COVID-19: Ein Rückblick über die Amtshilfe der Bundeswehr

Seit neun Monaten unterstützt die Bundeswehr die Behörden im Kampf gegen die Corona-Pandemie mit Tausenden Soldatinnen und Soldaten wie auch zivilen Kräften. Bislang gingen mehr als 1.500 Amtshilfeanträge bei der Bundeswehr ein. Einer der größten Hilfseinsätze der Bundeswehr in ihrer 65-jährigen Geschichte. Hier eine erste Zwischenbilanz. 

Es ist der 28. Februar dieses Jahres. Beim Landeskommando Mecklenburg-Vorpommern geht der erste Amtshilfeantrag mit Bezug auf die damals in Europa gerade beginnende COVID-19Coronavirus Disease 2019-Pandemie bei der Bundeswehr ein. Der Landkreis Ludwigslust-Parchim forderte damals die Bereitstellung von Quarantäneräumen durch die Bundeswehr für den Bedarfsfall an. Zu dieser Zeit ahnte niemand, dass sich Deutschland und die Welt gerade erst am Beginn einer der folgenschwersten Pandemien seit der Spanischen Grippe befindet. Auch für die Bundeswehr sollte sie drastische Auswirkungen haben. Bis zum heutigen Zeitpunkt sind über 1.500 weitere Amtshilfeanträge gestellt worden. 

Corona-Lage wird ernst

Ein kleiner Rückblick. Einen Monat zuvor, am 27. Januar gab es den ersten bekannt gewordenen Fall einer COVID-19Coronavirus Disease 2019-Infektion in Deutschland. Mehrere Wochen lang hielt sich die Zahl täglicher Neuinfektionen im einstelligen Bereich. Während sich Ende Februar das Virus in einigen Hotspots Norditaliens bereits schlagartig ausbreitete, galt das „neuartige Corona-Virus SARSSchweres Akutes Respiratorisches Syndrom-CoV-2“ – so die vollständige Bezeichnung – vielen Menschen in Deutschland noch als eher vage Gefahr.
Doch dies änderte sich schnell mit dem explosionsartigen Anstieg von Infektionen im März. Gab es am 29. Februar noch weniger als 100 bestätigte Infektionsfälle, so waren es gut zwei Wochen später schon über 1.000 neue Fälle jeden Tag. Die Politik reagierte mit zahlreichen Ministerkonferenzen, Appellen an die Bevölkerung und schließlich kontaktbeschränkenden Maßnahmen, wie der Schließung von Schulen und Kitas, die am 22. März aufgrund immer weiter steigender Infektionszahlen in den ersten sogenannten „Lockdown“ gipfelten.

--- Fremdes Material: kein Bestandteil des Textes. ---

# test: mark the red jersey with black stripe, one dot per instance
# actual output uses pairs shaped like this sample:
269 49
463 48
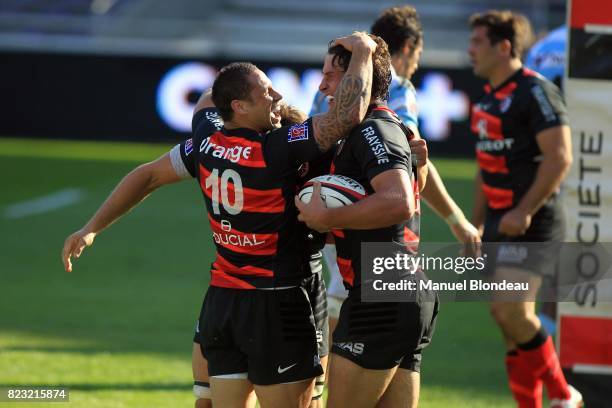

Unterstützung beim Transport von Materialien
Bei der Ankunft von Hygieneschutzausstattung aus China unterstützte die Bundeswehr beim Transport der Materialien.
Quelle: Bundeswehr/Thorsten Weber

Die Bundeswehr steht bereit

Auch die Bundeswehr war massiv betroffen. Seit Beginn der Pandemie stellten die deutschen Streitkräfte ihre Mittel zur Verfügung. So holte beispielsweise Anfang Februar die Luftwaffe mit einem Airbus A310 unter anderem deutsche Staatsbürger aus der chinesischen Metropole Wuhan zurück, die damals als Epizentrum der Pandemie galt. Da im März mit dem Ansteigen der Infektionszahlen die lokalen Gesundheitsbehörden zusehends vor größere Herausforderungen gestellt wurden, vor allem durch den Bedarf an medizinischer Schutzausrüstung, Lagerkapazitäten und medizinischem Personal, stieg in kurzer Zeit die Zahl von Unterstützungsanträgen an die Bundeswehr. Bis zum Ende des Monats erreichten knapp 300 Hilfeanträge – so viele wie sonst im gesamten Vorjahr - das Kommando Territoriale Aufgaben der Bundeswehr (KdoTerrAufgBw), das im Auftrag des „Nationalen Territorialen Befehlshabers, Generalleutnant Martin Schelleis, die gesamte Koordinierung und Führung der Hilfseinsätze leitet. Angesichts der sich zuspitzenden Lage war die Kommandobehörde durchaus auf die neue Aufgabe vorbereitet. So erklärte Generalmajor Carsten Breuer, Kommandeur des KdoTerrAufgBw, „Wir stehen bereit. Wir sind bereit. Wir wissen alle, dass dort etwas Großes auf uns zukommt.“ Breuer sollte Recht damit haben, konnte er sich doch zur Bewältigung dieser Aufgabe auf seine Soldaten verlassen, die aus dem gesamten Bundesgebiet kommen. Bereits Anfang April standen knapp 15.000 Soldaten in verschiedenen Bereitschaftsgraden für Unterstützungseinsätze im Rahmen der Amtshilfe bereit.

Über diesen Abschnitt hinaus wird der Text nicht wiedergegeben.